At the beginning of the 20th century the only means of crossing the river Mersey at Runcorn Gap were by rail on the Runcorn Railway Bridge (which also had a footpath) or by using the ancient ferry (which was a rowing boat). In the 1890s the Manchester Ship Canal had been constructed and this meant that the journey by ferry had to be made in two stages, with a climb over the wall of the canal between the stages. A road bridge was clearly needed but it would have to pass high enough over the canal to allow the passage of ocean-going ships. The cost of doing this was felt to be prohibitive.

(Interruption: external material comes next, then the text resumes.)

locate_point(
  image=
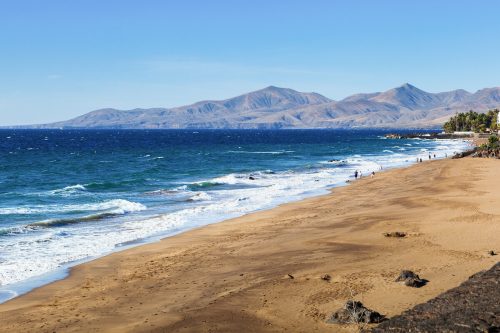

In 1899 the Widnes & Runcorn Bridge Company was established under the chairmanship of Sir John Brunner to investigate the options. Their decision was to build a transporter bridge. This would be cheaper than an orthodox type of bridge and the passage of the transporter car could be timed to allow the passage of the ships. The first transporter bridge in the world had been opened in 1893 in Bilbao, Spain. This had been followed in 1898 by transporter bridges in Rouen, France and in Bizerta, which is now in Tunisia. Parliamentary approval had already been obtained for a transporter bridge over the River Usk at Newport, Monmouthshire.
An Act of Parliament was obtained in 1900 giving approval for the bridge, and the Act also allowed for the formal ending of the ferry. It was designed by John Webster and John Wood. Construction began in December 1901 and was completed in 1905. The cost was £130,000. The transporter bridge was opened (in the absence of King Edward VII who was indisposed) by Sir John Brunner on 29 May 1905.
During the following years there were problems both with the functioning of the bridge and with its financing. The Company could not make it pay and in 1911 it was sold to Widnes Corporation. A number of improvements were made to the bridge over the years. In its later years it made 49,000 journeys annually, carrying 280,000 cars, 145,000 commercial vehicles and over 2 million passengers. However it was inadequate for the growing needs of the region and its physical condition was deteriorating. A fixed high-level bridge was needed and this was eventually opened in 1961 after which the transporter bridge was demolished.
The two towers were 180 feet high and the distance between them spanned by a girder was 1,000 feet. The weight of the cables suspending the girder was 250 tons. The underside of the girder was 82 feet above the high water level. The transporter car was 55 feet in length and 24 feet 6 inches in width and was designed to carry 4 two-horse farm waggons and 300 passengers. A shelter was provided for the passengers. The bottom of the car was 12 feet above high water level and it cleared the ship canal wall by 4.5 feet. It was suspended from a moving trolley 77 feet in length. In conditions of reasonable weather and load the journey took 2.5 minutes. The driver was sited in a cabin on top of the car from which he had an uninterrupted view in all directions. In order to provide power for motors on the trolley a power house was built within the tower on the Widnes side. Approach roads of 320 feet on the Widnes side and 470 feet on the Runcorn side were built.
The former approaches to the transporter bridge at the bottom of Waterloo Road, Runcorn and Mersey Road, Widnes can still be seen. On the Widnes side the power house remains and it is a Grade II* listed building.